From: "Alberto Munoz" <amunoz@vmware.com>
To: linux-ia64@vger.kernel.org
Subject: RE: [RFC] Better MCA recovery on IPF
Date: Mon, 03 Nov 2003 17:51:27 +0000 [thread overview]
Message-ID: <marc-linux-ia64-106788207929468@msgid-missing> (raw)
In-Reply-To: <marc-linux-ia64-106724227826901@msgid-missing>
When I was at HP (a good number of years ago, we (HP and Intel) spent a lot
of time trying to architect machine check behavior. Actually all of the
things you guys have been discussing were considered. Because I have not been
following up on this area in many years, I am not sure how much of the work
we did actually made it to official architecture documents, although I do
know that some of it did.
The main idea was that each layer of the machine check handling code will
either be able to transparently (to that layer) recover the error, or pass
the information up to the next layer (this information always included a flag
that would be set if the error was considered non-recoverable by the lower
layer, like for example a tag parity error on a dirty data cache line). The
layers we defined and the order in which they were executed when a machine
check abort occurred were PAL, SAL and the OS. I have seen some of this
information (although I have not checked how complete it is) in chapter 4 of
the SAL spec (Itanium Processor Family System Abstraction layer
Specification) and section 13.3.i of the architecture spec (Intel Itanium
Architecture Software Developers Manual, Volume 2: System Architecture). The
SAL_GET_STATE_INFO call was to be central to getting all this information to
the OS.
Bert Munoz
> -----Original Message-----
> From: Russ Anderson [mailto:rja@sgi.com]

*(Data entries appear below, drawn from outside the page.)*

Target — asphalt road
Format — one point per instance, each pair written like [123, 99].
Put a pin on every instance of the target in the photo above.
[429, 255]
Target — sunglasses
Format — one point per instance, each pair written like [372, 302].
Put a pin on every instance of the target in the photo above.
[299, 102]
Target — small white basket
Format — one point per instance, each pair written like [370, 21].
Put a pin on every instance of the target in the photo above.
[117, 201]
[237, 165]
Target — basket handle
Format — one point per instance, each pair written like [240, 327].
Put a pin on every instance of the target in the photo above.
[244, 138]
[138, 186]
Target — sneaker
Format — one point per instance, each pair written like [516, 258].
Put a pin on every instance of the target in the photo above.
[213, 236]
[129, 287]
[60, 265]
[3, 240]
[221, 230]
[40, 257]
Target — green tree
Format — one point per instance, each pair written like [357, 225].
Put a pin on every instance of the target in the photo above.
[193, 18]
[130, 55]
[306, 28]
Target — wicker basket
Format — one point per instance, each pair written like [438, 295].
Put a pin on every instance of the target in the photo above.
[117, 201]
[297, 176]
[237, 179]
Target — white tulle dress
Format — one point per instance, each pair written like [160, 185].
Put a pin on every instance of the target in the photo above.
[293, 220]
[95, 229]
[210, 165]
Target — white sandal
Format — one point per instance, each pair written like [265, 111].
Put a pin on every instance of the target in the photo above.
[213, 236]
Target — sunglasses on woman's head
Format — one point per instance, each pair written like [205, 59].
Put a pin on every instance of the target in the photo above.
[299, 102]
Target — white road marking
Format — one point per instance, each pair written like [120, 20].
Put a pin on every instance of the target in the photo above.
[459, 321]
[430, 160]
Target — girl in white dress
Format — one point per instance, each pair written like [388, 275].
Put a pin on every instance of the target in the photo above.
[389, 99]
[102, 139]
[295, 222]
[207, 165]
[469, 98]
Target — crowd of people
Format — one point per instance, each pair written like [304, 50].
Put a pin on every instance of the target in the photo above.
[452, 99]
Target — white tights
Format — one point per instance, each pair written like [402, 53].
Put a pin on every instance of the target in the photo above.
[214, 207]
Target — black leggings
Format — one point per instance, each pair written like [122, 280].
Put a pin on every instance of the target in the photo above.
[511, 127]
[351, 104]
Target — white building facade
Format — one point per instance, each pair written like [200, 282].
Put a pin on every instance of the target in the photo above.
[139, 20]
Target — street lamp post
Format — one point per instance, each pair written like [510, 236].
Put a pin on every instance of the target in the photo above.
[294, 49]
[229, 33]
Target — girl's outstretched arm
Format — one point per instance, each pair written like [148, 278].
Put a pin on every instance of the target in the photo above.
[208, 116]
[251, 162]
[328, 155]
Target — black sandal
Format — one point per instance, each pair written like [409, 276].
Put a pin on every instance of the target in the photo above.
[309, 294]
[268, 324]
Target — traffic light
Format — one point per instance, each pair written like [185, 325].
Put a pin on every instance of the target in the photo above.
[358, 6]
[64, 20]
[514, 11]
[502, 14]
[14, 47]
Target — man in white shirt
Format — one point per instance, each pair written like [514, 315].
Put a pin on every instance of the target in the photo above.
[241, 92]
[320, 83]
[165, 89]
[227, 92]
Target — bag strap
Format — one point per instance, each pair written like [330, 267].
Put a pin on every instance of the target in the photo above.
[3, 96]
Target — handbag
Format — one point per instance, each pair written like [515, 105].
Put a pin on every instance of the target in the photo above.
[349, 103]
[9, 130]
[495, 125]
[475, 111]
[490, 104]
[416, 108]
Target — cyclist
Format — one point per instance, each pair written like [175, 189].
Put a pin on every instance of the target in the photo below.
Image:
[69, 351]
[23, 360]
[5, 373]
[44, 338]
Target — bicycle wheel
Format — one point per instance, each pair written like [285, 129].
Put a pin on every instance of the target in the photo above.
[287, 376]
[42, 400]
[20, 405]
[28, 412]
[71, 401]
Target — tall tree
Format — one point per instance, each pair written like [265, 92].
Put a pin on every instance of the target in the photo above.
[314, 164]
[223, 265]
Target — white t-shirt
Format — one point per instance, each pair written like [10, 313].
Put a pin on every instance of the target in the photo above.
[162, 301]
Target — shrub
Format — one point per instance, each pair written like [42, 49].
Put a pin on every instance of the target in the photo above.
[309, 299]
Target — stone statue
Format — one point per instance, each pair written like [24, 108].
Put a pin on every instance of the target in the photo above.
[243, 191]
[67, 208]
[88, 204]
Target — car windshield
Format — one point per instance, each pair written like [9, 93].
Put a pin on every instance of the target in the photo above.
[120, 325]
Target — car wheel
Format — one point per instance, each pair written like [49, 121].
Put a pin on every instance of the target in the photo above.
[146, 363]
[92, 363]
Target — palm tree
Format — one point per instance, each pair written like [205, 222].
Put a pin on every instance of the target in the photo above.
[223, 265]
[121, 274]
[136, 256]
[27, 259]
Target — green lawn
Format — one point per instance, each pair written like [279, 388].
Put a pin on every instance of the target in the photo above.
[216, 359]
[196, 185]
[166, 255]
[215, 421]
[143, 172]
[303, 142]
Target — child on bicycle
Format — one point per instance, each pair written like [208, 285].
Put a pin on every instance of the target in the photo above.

> Sent: Monday, November 03, 2003 9:09 AM
> To: linux-ia64@vger.kernel.org
> Cc: rja@sgi.com
> Subject: Re: [RFC] Better MCA recovery on IPF
>
>
> Grant Grundler wrote:
> On Fri, Oct 31, 2003 at 02:09:12PM +0900, Hidetoshi Seto wrote:
> >> In the case of platform premising IPF, I think it is
> >> better to regard the Intel's Chipset as the de facto
> >> standard.
> >
> > hmm...given ia64 intel boxes I've played with have no error
> containment
> > and softfail on everything, I'm not sure that's a good choice.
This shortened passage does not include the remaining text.